Oysa bu işin formülü basit…
Memleket sevgisi, memlekete hizmetle olur. Başka?
Memleket kalkınmasına katkıda bulunmakla olur. ‘Rabbena rabbena, hep bana’ demekle olmaz. Sosyal adalet va sosyal güvenlik ilkelerini benimsemekle olur.
Vatandaşın vatandaşa yan bakması ile olmaz.
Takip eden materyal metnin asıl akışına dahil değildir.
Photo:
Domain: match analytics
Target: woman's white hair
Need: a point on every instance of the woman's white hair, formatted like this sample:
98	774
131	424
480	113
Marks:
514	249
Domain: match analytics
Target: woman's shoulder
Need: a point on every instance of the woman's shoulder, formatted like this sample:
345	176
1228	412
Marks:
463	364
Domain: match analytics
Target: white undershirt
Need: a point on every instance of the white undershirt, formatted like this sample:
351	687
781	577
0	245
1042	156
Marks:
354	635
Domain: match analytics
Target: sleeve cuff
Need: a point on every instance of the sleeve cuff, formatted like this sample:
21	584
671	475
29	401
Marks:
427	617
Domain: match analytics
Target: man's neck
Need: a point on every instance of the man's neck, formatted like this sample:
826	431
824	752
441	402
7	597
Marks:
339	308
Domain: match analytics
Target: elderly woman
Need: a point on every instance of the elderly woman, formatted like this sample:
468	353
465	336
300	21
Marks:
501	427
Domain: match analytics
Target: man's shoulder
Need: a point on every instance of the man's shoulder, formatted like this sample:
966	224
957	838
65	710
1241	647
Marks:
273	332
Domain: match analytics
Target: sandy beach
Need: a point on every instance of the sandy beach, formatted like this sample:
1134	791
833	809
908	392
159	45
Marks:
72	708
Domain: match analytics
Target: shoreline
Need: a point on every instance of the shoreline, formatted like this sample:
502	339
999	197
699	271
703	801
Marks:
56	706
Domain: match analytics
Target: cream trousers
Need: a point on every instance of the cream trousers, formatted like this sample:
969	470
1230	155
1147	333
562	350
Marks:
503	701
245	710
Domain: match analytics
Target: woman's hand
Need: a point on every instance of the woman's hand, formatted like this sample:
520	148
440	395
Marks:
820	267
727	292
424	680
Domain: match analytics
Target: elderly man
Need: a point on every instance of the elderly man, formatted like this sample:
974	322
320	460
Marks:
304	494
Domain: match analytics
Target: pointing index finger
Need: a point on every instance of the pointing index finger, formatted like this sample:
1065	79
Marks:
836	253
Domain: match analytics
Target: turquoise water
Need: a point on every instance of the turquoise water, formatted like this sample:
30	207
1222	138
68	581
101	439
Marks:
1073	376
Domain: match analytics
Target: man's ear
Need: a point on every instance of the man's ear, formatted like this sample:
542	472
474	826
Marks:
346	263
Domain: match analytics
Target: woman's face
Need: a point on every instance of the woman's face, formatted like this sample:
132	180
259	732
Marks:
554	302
Yumruk sıkmakla, sopa sallamakla olmaz.
Çivi çakmakla, demir dövmekle, duvar örmekle olur.
Bıyığı aşağıya sarkıtmakla veya yukarıya burmakla olmaz.
Üretime hız vermekle olur.
Kalpak veya parka giymekle olmaz.
İnsanlık kisvesine bürünmekle olur.
Kütlelerin birbirini Amerikan yanlısı, Rus yanlısı diye kıyasıya ve çoğu kez haksız olarak itham etmesi ile olmaz…
İsmi ne olursa olsun, yabancı devletlerin tümüne karşı uyanık bulunmak, milli çıkarlarımızı onlara karşı dengeli şekilde korumakla olur.
Mezhep kavgalarını körüklemekle, milleti cephelere bölmekle, “Türkiye halkları” gibi özentili bölücülüklere girişmeyi ilericilik sayan kafa yapısı ile olmaz.
Bizim memleketimiz Türkiye…
Türkiye’yi sevmekle, Türkiye’nin çıkarlarını her şeyin üstünde tutmakla olur.
Düşük bıyık, kalkık bıyık, kalpak veya parka…
Yüreğiniz güm güm ‘Türkiye’ diye vuruyor mu, memleket harcına bir tuğla katabiliyor musunuz? Şöyle düzenlice… Ona bakın siz!